Ensuring Patient Comprehension

Erin Gilmer recently posted a very interesting “Literacy Comprehension” form from an Endoscopy Center. Check out the form below:

You have to applaud this effort by a practice to make sure that the patients understand the information being presented to them as part of the procedure. The cynic might argue that the clinic is just trying to cover their backside. However, Erin asks the more important question, “Is this an effective way to prove comprehension?”

I do like how this can open the patient up to the option to have a discussion about something they don’t understand. It sends a good message to the patients in that regard which could make the patient feel more appreciated and help the patient feel comfortable asking a question about something they would have just previously kept to themselves.

However, for those that aren’t literate, I don’t think this form will do much. I expect that many patients that aren’t literate likely get into a zone where they just sign whatever the medical practice gives them regardless of what it is and regardless of whether they can read it or not.

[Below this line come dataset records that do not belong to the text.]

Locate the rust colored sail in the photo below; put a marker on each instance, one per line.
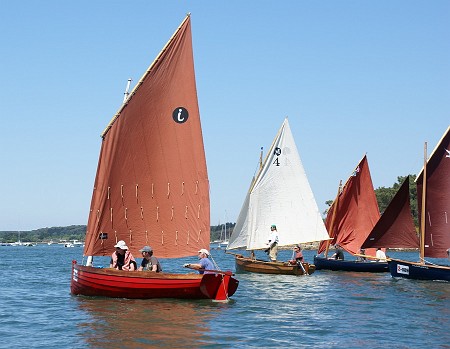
(395, 228)
(437, 205)
(151, 186)
(355, 211)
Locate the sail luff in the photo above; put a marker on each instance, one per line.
(422, 212)
(335, 206)
(152, 186)
(141, 80)
(436, 207)
(395, 228)
(358, 210)
(281, 195)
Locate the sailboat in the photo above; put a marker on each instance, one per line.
(152, 188)
(350, 220)
(395, 228)
(279, 194)
(433, 187)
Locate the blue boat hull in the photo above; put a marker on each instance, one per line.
(412, 270)
(343, 265)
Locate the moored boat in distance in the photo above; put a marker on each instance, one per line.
(152, 186)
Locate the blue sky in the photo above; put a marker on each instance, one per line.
(353, 77)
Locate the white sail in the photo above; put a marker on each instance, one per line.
(280, 195)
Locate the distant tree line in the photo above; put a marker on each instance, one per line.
(72, 232)
(77, 232)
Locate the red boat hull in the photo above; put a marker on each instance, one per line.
(90, 281)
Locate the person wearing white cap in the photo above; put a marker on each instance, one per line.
(149, 262)
(272, 243)
(205, 266)
(121, 258)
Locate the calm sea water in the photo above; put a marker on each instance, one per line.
(324, 310)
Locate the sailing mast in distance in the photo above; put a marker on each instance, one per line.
(127, 90)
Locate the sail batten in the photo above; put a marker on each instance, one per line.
(152, 176)
(280, 194)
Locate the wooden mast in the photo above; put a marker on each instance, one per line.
(422, 213)
(333, 217)
(130, 95)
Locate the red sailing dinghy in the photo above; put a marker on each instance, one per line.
(152, 187)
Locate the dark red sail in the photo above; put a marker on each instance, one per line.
(355, 211)
(395, 228)
(151, 186)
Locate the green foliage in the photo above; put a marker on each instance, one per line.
(385, 195)
(73, 232)
(77, 232)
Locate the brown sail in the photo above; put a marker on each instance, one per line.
(151, 186)
(395, 228)
(437, 205)
(354, 213)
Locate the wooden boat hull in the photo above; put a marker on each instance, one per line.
(245, 264)
(343, 265)
(412, 270)
(90, 281)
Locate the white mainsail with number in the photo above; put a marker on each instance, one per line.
(280, 194)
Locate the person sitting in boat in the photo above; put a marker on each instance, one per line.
(205, 266)
(273, 243)
(121, 258)
(381, 256)
(339, 254)
(149, 262)
(298, 256)
(361, 258)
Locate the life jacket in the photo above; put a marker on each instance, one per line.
(128, 259)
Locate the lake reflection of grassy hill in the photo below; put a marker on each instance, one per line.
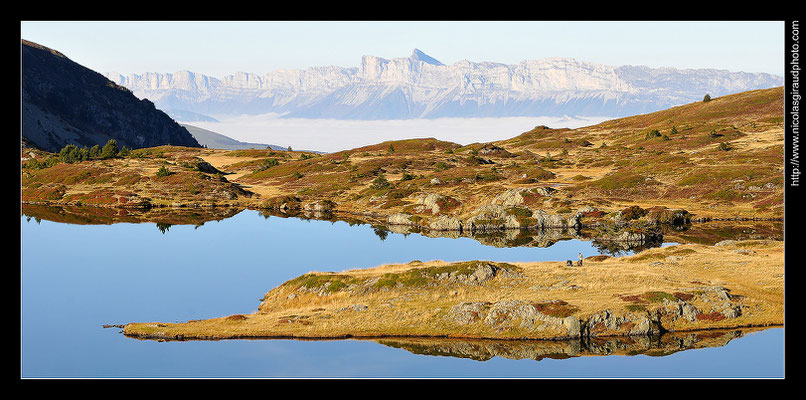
(716, 159)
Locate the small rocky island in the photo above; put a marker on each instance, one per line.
(670, 289)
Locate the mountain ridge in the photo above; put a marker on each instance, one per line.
(419, 86)
(66, 103)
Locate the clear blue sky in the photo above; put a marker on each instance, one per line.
(221, 48)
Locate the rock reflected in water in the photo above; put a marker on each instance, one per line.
(483, 350)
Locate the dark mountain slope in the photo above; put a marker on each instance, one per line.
(66, 103)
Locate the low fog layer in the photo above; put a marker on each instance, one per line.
(330, 135)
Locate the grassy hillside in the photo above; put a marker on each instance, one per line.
(716, 159)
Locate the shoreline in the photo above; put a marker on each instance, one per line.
(678, 288)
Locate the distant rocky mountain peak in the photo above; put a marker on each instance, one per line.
(66, 103)
(419, 86)
(418, 55)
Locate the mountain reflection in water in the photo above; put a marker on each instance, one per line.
(707, 233)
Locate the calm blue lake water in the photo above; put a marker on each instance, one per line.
(76, 278)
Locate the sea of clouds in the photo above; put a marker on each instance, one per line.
(331, 135)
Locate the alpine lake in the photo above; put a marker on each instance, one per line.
(85, 273)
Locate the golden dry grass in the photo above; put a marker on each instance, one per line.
(752, 271)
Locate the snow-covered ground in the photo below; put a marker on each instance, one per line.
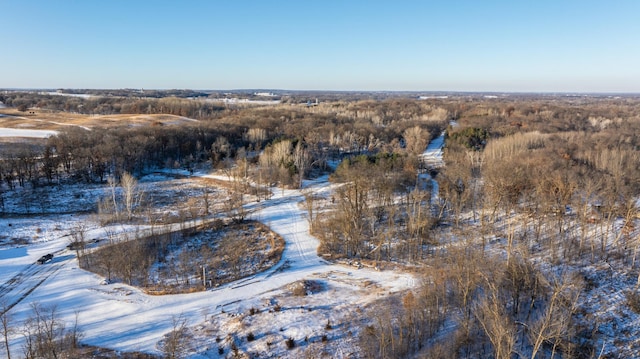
(123, 318)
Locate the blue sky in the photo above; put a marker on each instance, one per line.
(456, 45)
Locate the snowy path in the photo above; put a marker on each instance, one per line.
(123, 318)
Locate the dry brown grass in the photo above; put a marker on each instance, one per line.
(47, 120)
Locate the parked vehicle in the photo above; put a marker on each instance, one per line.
(45, 258)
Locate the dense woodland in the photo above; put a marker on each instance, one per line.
(539, 194)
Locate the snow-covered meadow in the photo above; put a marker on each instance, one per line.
(124, 318)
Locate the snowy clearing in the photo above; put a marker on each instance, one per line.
(123, 318)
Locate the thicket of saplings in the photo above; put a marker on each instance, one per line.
(189, 260)
(530, 202)
(295, 139)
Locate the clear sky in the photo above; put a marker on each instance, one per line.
(428, 45)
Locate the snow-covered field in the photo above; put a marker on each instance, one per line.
(17, 132)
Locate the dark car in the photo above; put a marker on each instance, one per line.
(45, 258)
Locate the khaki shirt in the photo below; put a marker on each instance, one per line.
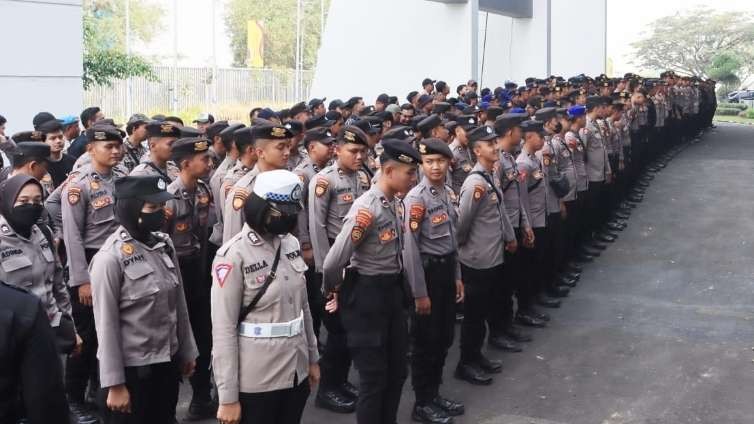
(139, 307)
(32, 265)
(88, 218)
(331, 194)
(253, 365)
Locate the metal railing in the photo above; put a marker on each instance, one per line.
(199, 88)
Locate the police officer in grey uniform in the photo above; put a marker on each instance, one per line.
(144, 333)
(188, 225)
(88, 219)
(484, 232)
(264, 348)
(373, 297)
(161, 137)
(434, 275)
(332, 193)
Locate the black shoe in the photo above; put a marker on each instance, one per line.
(490, 366)
(516, 334)
(430, 413)
(503, 343)
(548, 302)
(450, 407)
(201, 409)
(472, 373)
(349, 390)
(528, 320)
(335, 401)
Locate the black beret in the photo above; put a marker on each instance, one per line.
(400, 132)
(190, 146)
(545, 114)
(507, 121)
(163, 129)
(352, 134)
(216, 128)
(426, 124)
(532, 126)
(270, 132)
(482, 133)
(399, 151)
(99, 132)
(149, 188)
(319, 134)
(435, 146)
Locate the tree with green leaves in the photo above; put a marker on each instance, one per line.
(278, 20)
(689, 42)
(105, 56)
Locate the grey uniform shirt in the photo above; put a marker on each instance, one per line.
(483, 223)
(233, 216)
(32, 265)
(188, 217)
(462, 164)
(431, 221)
(253, 365)
(509, 177)
(139, 307)
(533, 175)
(306, 171)
(332, 192)
(597, 165)
(88, 218)
(371, 239)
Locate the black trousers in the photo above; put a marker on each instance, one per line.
(432, 335)
(479, 285)
(82, 369)
(276, 407)
(374, 314)
(196, 287)
(153, 390)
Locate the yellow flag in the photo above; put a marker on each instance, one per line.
(255, 44)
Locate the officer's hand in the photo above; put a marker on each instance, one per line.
(85, 294)
(229, 413)
(332, 303)
(423, 305)
(313, 374)
(188, 368)
(118, 399)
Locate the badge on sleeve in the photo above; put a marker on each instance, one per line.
(221, 273)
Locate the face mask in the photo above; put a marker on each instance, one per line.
(152, 221)
(24, 216)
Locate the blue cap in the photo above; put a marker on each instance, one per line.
(576, 111)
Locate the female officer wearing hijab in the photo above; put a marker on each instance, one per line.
(143, 330)
(264, 350)
(27, 256)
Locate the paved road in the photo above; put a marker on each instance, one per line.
(661, 326)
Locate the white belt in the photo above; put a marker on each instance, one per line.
(273, 329)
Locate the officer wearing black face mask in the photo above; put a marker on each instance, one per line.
(264, 353)
(143, 328)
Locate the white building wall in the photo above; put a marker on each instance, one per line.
(41, 60)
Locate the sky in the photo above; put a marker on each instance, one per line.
(626, 21)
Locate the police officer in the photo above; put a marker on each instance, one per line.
(145, 340)
(88, 219)
(484, 232)
(162, 134)
(264, 350)
(187, 223)
(434, 275)
(373, 297)
(272, 147)
(332, 193)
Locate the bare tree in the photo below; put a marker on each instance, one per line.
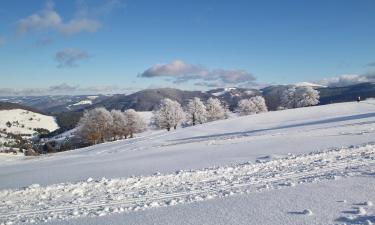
(196, 111)
(253, 105)
(215, 110)
(135, 123)
(169, 115)
(120, 125)
(296, 97)
(95, 125)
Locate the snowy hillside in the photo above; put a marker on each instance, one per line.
(310, 165)
(308, 84)
(25, 122)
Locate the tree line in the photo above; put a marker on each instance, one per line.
(99, 125)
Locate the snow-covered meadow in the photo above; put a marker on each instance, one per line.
(24, 121)
(310, 165)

I think the idea is a good one but could be executed better. Could this be done verbally and have a bigger impact? What other ideas have you seen implemented? Do you like this approach or are their better ways to accomplish it?

About the author

John Lynn

John Lynn

John Lynn is the Founder of the HealthcareScene.com, a network of leading Healthcare IT resources. The flagship blog, Healthcare IT Today, contains over 13,000 articles with over half of the articles written by John. These EMR and Healthcare IT related articles have been viewed over 20 million times.

John manages Healthcare IT Central, the leading career Health IT job board. He also organizes the first of its kind conference and community focused on healthcare marketing, Healthcare and IT Marketing Conference, and a healthcare IT conference, EXPO.health, focused on practical healthcare IT innovation. John is an advisor to multiple healthcare IT companies. John is highly involved in social media, and in addition to his blogs can be found on Twitter: @techguy.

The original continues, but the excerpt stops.